AM Best Affirms Ratings Of AXIS Capital
AM Best affirmed the A [Excellent] Financial Strength Rating and “a+” Long-Term ICR for AXIS Capital Holdings’ subsidiaries, with stable outlooks.
A statement from the ratings agency said, “AM Best has affirmed the Financial Strength Rating of A [Excellent] and the Long-Term Issuer Credit Ratings [Long-Term ICR] of “a+” [Excellent] of the operating subsidiaries of AXIS Capital Holdings Limited [Pembroke, Bermuda], collectively referred to as AXIS. Additionally, AM Best has affirmed the Long-Term ICR of “bbb+” [Good] and the indicative Long-Term Issue Credit Ratings [Long-Term IR] of AXIS Capital Holdings Limited.

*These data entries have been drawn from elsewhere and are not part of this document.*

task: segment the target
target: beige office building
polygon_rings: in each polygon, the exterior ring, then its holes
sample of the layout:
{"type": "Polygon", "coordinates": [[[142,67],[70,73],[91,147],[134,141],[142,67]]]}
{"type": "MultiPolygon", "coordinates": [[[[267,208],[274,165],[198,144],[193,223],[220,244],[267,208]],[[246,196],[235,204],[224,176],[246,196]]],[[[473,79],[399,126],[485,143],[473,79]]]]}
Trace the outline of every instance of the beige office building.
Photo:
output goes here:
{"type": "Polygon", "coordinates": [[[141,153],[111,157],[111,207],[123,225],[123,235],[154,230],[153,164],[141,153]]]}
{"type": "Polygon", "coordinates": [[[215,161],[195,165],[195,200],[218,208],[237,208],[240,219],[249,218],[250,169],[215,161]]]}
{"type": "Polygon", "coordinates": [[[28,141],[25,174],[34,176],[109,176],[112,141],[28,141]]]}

The outlook of these Credit Ratings [ratings] is stable.
“The ratings reflect AXIS’ balance sheet strength, which AM Best assesses as strongest, as well as its adequate operating performance, favorable business profile and appropriate enterprise risk management [ERM] for the group’s risk profile.
“AXIS maintains the strongest levels of risk-adjusted capitalization, as measured by Best’s Capital Adequacy Ratio [BCAR], which places its balance sheet strength assessment in the strongest category. The group’s balance sheet strength assessment is supported by financial flexibility at the holding company level and within the operating subsidiaries, while also reflecting capital management strategies that have included consistent common and preferred dividends, as well as share repurchases. Reserves have run off favorably for the past few years with the exception of 2023, when AXIS strengthened reserves on its casualty book for years 2017 to 2023. This was the result of unanticipated higher social and economic inflation, impacting claims’ experience.
“However, during 2024, the company reported favorable reserve development. In April 2025, AXIS completed a loss portfolio transfer with Cavello Bay Reinsurance Limited, which is a subsidiary of Enstar Group Limited. AXIS retroceded a portfolio of casualty reinsurance business mostly related to 2021 and prior underwriting years totaling approximately $2.3 billion in ceded reserves. The company’s financial leverage when compared with its peers remains largely in line with its expectations.
“AXIS’ operating performance is assessed as adequate, given a certain level of volatility in its underwriting results over the recent five-year period. However, corrective measures have been implemented in recent years to mitigate volatility, such as exiting the property-catastrophe reinsurance business, and have resulted in more stable earnings. These changes have favorably impacted profitability measures with the group’s loss and combined ratios improving significantly.
“AM Best assesses AXIS’ business profile as favorable, with the group consistently ranking each year among AM Best’s annual “World’s 50 Largest Reinsurers” list, and in AM Best’s excess and surplus ranking. Despite some recent changes to its business mix, the group still maintains a well-diversified profile as a specialty underwriter of complex risks with a significant presence in the Lloyd’s market. The group’s ERM is sophisticated and embedded throughout the organization. AM Best believes that AXIS’ risk management is appropriate for its complex risk profile.”